Thank you to everybody who made it to Simon McAuley's opening of Light Space, and to his artist talk.
Many thanks to Simon for a very interesting talk (available to view online soon) and a wonderful show!
The show runs until Saturday 23 November, 5pm.
This week, we would like to introduce you to our wonderful volunteer Kevin Morris, who has been working with our Aspire group.
‘Working at Project Ability has been both a rewarding and positive experience, being able to meet and work with a range of talented groups, artists and staff has been truly inspiring. Having had previous experience of teaching and working with groups of various abilities, Project Ability has been a perfect opportunity to build on, develop and learn new skills in a creative and comfortable environment that everyone is part of and contributes to. I feel privileged and very grateful to be a part of this and look forward to spending more time with everyone involved.
Since graduating from The Glasgow School of Art in 2010 I have been predominantly working in ceramics, pursuing my own practice as well as working with others. I try to approach my work in an experimental way reacting to material and process as well as the landscape I find myself in. I am open to embracing new techniques in my work and value opportunities to pass on these skills as well as learn and work with other people.’
Thank you Kevin!
Project Ability attended the Generation launch on Thursday 7 November at Tramway with Cameron Morgan.
Cameron has been attending Project Ability since 1991 and he will create an expansive mural in the gallery as our celebration of 25 years of contemporary art in Scotland. Cameron is planning a mural encompassing a timeline Scottish culture and architecture from the early 20th century to present day; from the humbler days of the trams, through to the ever-sprawling riverside regeneration including the ultramodern Hydro.
100 artists will exhibit their work in various venues across the country everywhere from Orkney to Dumfries as part of a major celebration of contemporary art in Scotland and this number is continuing to grow.
Generation will run from March to November 2014 alongside Glasgow’s 2014 cultural programme celebrating Scotland as host of the Commonwealth Games. Generation will be delivered through a partnership between the National Galleries of Scotland, Glasgow Life and Creative Scotland.
31st of October was the ideal day for a group of ReConnect artists to visit Edinburgh to see 'Witches and Wicked Bodies' at the Scottish National Gallery of Modern Art.
This exhibition of artworks, spanning more than 500 years, by artists from Albrecht Dürer to Cindy Sherman by way of Goya, Blake and many others gave a fascinating insight into the depiction of witches and the beliefs and superstitions surrounding ideas of them.
New 'Meet the Volunteers'! This week, let us introduce you to the delightful Kirstie Forbes, who has been helping out in our Saturday Visual Arts Classes.
‘Saturday is always the highlight of my week. To spend an afternoon a week in such a positive environment which has such a strong creative energy is so refreshing and uplifting. Hearing everyone's weekly stories and how they choose to express this through different mediums is really exciting to me and we all have so much fun in the process.

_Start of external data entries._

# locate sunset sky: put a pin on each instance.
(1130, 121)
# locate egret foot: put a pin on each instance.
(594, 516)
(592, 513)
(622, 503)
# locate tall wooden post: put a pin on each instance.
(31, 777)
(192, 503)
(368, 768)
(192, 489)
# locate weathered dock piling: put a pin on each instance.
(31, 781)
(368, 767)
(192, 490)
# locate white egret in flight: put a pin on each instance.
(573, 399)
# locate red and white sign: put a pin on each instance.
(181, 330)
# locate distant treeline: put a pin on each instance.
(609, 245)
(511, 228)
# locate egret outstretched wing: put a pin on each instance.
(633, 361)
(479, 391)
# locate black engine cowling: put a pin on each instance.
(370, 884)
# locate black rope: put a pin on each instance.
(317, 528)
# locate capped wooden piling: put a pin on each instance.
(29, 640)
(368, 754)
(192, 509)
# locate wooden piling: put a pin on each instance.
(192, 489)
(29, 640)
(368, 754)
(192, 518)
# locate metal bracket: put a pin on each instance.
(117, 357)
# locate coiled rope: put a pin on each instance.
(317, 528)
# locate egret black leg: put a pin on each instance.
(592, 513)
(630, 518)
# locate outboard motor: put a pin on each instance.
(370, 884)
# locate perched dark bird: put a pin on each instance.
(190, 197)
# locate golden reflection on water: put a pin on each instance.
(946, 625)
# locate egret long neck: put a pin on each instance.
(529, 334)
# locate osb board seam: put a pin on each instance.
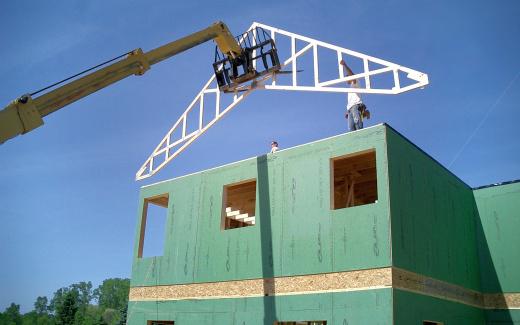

I have just graduated from GSA's Fine Art Photography department in which I was predominantly a film maker, My work centres around positivity and how we view things, my way of thinking seems very at home at Project Ability, which simply put, is Great!’
Thank you Kirstie!
Our last artist in residence this year is recent graduate Linda Mahoney. Here she tells us about her work and her experience at project Ability
You have been here for nearly a month, can you tell us more about what you have been up to?
First of all, before starting, I did quite a lot of work researching into the ideas that I had initially proposed (Linda proposed to explore existential philosophical ideas about the construction of ‘self’, and the prescriptive contemporary meanings of ‘self’ and from this research to explore ways in which people can deconstruct prejudiced attitudes.) Of course, when you look into existentialism, it is absolutely enormous, so I focused on Jean-Paul Sartre: he was looking at the self as an authentic being, and that we should endeavour to be authentic in ourselves and to others. It’s quite a humanist take on things, which I like. From that point, I started looking at the wider context of the self, in terms of the social and psychological things going on in the world. Those issues have always been part of my practice, looking at prejudice and how we are socially constructed. I started to look at some imagery, and tried not to get too caught up in my research but to actually start making work. Prejudiced attitudes to me are socially constructed mainly through the transmission of ideas from society, parents, culture and the mass media.
Research can take over sometimes, especially with such a vast subject.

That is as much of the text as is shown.